一时间竟是只能眼睁睁的看着泛着寒光的刀刃直逼薛闻得面门。
薛闻眉眼毫无波澜,腰间一用力往后昂去,堪堪躲过了巴铁迎面而来的剑。
再次看向巴铁时,眼里像是凝重寒霜,脸部线条刚毅。
直接抽出别再后背上的弓箭,眼神微眯,腕间一松。
“咻咻咻——”连接着三箭齐发,直直射向马。
巴铁本就是耍了个花刀,见冲出包围后一脸的喜色,还没来得及准过头,便听见一声惨叫。
“啊!”
只见马儿的后蹄早已断裂,狠狠的朝地上一摔,痛苦的扭动着身子。发出阵阵的嘶鸣声。
巴铁没有防备,直接从马背上狠狠的摔下来,身后的马车也侧身一倒,溅起阵阵尘土。
巴铁抱着头在地上滚了好几圈才勉强停下,只是身上还是赫然出现几道被石子划破的痕迹。
看上去甚是骇人。
“咳咳咳……”巴铁倒在地上,因着背后的伤忍不住闷哼一声。
还未等他喘口气,忽然,颈脖处忽地一紧,一条粗壮的鞭绳牢牢的勒住他,竟是让他半分也动弹不得。
薛闻冷眼看着身受重伤的巴铁,眼中半分波动也无,手中的长鞭一收。
长鞭连带着地上的人一起拖至马蹄前,留下一条长长的血迹。
巴铁脸色骤然苍白,一时间疼得失声,脖子上也尽是倒钩刺出来得鲜血。
捂着脖子踉踉跄跄地站起来,还没站稳,“扑通——”一声倒下。
薛闻高坐在马背上,冷眼瞧着眼前的男人,抬手一挥,淡声道:“将他拿下。”
不一会儿,铁骑军犹如一个坚不可摧的铁通一般,瞬间将巴铁一行人围住。
副将走上前来,气不过,提着一花枪疾步朝巴铁气势汹汹的走来,抬腿对着巴铁的胸口就是一脚。
“妈的!谁给你的胆子?”
似乎是心里不甘,提着花枪就要朝巴铁的面门上刺去。
“住手!”薛闻眉头一皱,厉声呵斥道。
副将的手就这样停在半空中,泛着寒光的花枪离巴铁的喉咙仅仅只一尺的距离。
“将军!此人贼心不死,意图谋害将军,死罪难逃!末将这就替您处理了这贼人!”副将咬牙切齿的看着地上摊成一坨、甚至是可以说不成人形的东西。
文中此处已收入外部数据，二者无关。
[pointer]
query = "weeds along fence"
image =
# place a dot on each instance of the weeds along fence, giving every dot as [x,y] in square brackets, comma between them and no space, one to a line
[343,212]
薛闻冷漠的瞥了一眼地上的巴铁,手中的缰绳一勒,转过身不再多言:“此人还有用,把他带回军营仔细审问!”
“是!”
——
“……小姐,咱们这是安全了吗?”倚翠趁着在帐子外看守的士兵打哈欠,偷偷的望了一眼青帐外神情肃穆的军队,期期艾艾的问道。
阮玉卿的视线从门口两个士兵上淡淡收回,垂下眸子道:“如今我们在军营,且此处为大周的边界,应是无碍。”
倚翠关上帐子,挡住外面吹来的寒风,沏了杯热茶,小心翼翼的抿了一口,不解道:“可如今已经是第三天了,他们为什么还不放我们出去?”
对她们来说,身处寒酷的边疆,如今一杯热乎乎的热茶已经是实属难得。